歌舞伎ではそのお話が、江戸を舞台に展開しますが、ボクシングが相撲になっていたり、車が籠になっていたり、なるほど~というアレンジでした。江戸時代にはお花屋さんはまだなかったそうですが、違和感なく、菊というのが日本的でよいなーと感心しました。
チャップリンならではのコミカルな場面もたくさんありました。特に幸四郎さんと、上総屋の旦那を演じる猿弥さんのの絡みには大笑いしました。そして、原作では号泣してしまうラストを、あえて駄洒落で締めくくって、感動しすぎないように?していたのに、幸四郎さんの思いを感じました。なんとなくフーテンの寅さんを思い出しました。

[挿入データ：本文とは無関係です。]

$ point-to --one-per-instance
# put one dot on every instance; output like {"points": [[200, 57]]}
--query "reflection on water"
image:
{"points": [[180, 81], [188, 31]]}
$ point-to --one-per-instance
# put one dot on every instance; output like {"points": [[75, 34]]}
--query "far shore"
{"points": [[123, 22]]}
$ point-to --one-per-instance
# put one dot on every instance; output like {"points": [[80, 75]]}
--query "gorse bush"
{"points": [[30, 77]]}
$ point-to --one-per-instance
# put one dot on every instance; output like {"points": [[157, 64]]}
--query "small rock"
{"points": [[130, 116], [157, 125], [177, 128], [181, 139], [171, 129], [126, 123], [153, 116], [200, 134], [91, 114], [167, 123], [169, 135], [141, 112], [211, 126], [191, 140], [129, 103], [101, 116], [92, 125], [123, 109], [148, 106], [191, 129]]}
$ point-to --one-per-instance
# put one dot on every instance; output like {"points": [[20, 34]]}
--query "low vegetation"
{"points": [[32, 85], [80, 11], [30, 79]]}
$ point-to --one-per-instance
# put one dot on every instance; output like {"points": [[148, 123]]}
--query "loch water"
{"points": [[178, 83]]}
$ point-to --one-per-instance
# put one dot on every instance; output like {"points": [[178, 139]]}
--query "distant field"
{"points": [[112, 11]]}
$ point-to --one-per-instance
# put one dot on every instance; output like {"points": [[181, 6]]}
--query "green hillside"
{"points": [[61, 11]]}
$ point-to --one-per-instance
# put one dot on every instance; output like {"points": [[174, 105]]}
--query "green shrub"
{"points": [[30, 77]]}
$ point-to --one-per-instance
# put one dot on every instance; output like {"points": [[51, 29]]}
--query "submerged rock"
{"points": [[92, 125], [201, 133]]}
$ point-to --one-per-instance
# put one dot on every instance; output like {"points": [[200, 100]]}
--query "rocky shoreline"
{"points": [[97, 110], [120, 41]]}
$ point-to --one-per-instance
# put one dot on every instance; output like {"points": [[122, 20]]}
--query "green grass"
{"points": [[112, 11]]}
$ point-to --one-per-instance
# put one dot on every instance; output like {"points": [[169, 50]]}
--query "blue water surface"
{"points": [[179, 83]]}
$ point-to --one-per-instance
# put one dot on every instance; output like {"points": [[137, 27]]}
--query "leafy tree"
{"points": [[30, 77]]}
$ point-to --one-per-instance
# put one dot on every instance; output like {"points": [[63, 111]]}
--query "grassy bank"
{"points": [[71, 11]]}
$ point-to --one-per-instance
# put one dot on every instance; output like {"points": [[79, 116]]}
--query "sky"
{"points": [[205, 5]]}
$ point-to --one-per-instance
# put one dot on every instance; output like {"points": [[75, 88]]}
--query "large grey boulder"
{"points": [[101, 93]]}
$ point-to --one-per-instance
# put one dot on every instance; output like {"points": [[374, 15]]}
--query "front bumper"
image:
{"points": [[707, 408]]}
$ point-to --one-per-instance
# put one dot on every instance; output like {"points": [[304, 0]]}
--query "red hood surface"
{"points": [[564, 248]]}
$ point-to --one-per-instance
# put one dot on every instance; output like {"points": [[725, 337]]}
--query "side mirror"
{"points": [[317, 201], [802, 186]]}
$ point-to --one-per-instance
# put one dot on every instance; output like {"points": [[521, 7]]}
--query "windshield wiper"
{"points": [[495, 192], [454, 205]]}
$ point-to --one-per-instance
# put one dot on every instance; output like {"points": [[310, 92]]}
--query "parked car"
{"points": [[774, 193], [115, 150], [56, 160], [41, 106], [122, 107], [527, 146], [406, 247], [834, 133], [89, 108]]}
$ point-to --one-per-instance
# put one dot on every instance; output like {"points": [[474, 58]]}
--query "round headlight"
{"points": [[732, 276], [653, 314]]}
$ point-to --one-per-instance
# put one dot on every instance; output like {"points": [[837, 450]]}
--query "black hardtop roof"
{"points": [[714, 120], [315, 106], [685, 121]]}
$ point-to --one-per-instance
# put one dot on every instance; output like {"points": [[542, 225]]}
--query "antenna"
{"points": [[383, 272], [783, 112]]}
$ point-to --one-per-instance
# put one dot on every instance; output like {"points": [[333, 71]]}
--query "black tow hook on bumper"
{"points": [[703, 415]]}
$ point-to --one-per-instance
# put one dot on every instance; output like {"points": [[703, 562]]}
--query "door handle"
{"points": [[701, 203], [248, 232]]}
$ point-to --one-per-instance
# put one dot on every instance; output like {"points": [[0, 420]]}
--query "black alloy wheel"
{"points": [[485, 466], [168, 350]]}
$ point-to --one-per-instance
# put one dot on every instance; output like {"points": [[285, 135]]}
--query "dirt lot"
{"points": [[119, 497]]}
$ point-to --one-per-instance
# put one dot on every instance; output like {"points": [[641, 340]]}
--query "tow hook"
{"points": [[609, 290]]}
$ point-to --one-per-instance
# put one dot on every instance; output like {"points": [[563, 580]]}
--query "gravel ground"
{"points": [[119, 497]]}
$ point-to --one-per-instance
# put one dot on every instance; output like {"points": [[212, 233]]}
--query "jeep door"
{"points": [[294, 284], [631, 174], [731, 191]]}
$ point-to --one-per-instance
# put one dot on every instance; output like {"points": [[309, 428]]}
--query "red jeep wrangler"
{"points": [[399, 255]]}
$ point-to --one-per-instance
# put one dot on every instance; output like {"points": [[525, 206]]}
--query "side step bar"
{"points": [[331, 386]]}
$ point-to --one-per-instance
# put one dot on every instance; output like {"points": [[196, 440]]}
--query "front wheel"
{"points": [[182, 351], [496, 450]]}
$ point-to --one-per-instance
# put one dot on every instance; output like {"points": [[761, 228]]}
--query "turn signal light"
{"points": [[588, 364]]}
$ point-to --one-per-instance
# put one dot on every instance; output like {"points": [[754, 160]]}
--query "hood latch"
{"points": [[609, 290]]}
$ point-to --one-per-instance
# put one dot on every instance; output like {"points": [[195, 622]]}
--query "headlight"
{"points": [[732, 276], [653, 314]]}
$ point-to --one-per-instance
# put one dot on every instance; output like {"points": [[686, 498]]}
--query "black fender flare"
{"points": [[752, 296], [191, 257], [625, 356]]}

舞台のあとのトークショーも楽しかったです。幸四郎さんが考えた安さんのモノクロつぎはぎの衣装は、チャップリンと歌舞伎に対するリスペクトが表れていると感じました。
黒地に文字が書かれた布は、廓文章吉田屋の紙子の衣装からアイデアを取り入れたのだとか。ちょうど今年のお正月に、幸四郎さんの吉田屋を見たばかりだったので、大いに納得しました。舞台では文字の書かれた道具幕も登場しましたが、チャップリンのセリフがデザインされていたのも新鮮でした。
それからお花さんの手押し車は、シニアの方がスーパーに行く時に押しているショッピングカートから着想を得たそうです。おもしろいお話がいろいろとうかがえました。
幸四郎さん素晴らしいですね!
近年、漫画を題材にしたニュー歌舞伎など多いですが、私はチャップリンのほうが観たいですね~
何より発想が見事です。
セレンさんも興味深い作品に着目されて素晴らしいです☆
近年は歌舞伎も攻めていて、ワンピース歌舞伎というのもありましたね。
伝統を守りつつ、新しい題材にもチャレンジしているのは
すばらしいことだと思います。
本作もそうした流れで作られたものと思いましたら
1931年にすでに上演されていた演目と知って、なおのこと驚きました。
幸四郎さんのチャップリン、純粋さと優しさが感じられてすてきでした☆
チャップリン歌舞伎!これはとても斬新ですね。
でも「街の灯」に限らず、チャップリンの作品は人情ドラマが多いので、歌舞伎の演目にもよくあいそうですね。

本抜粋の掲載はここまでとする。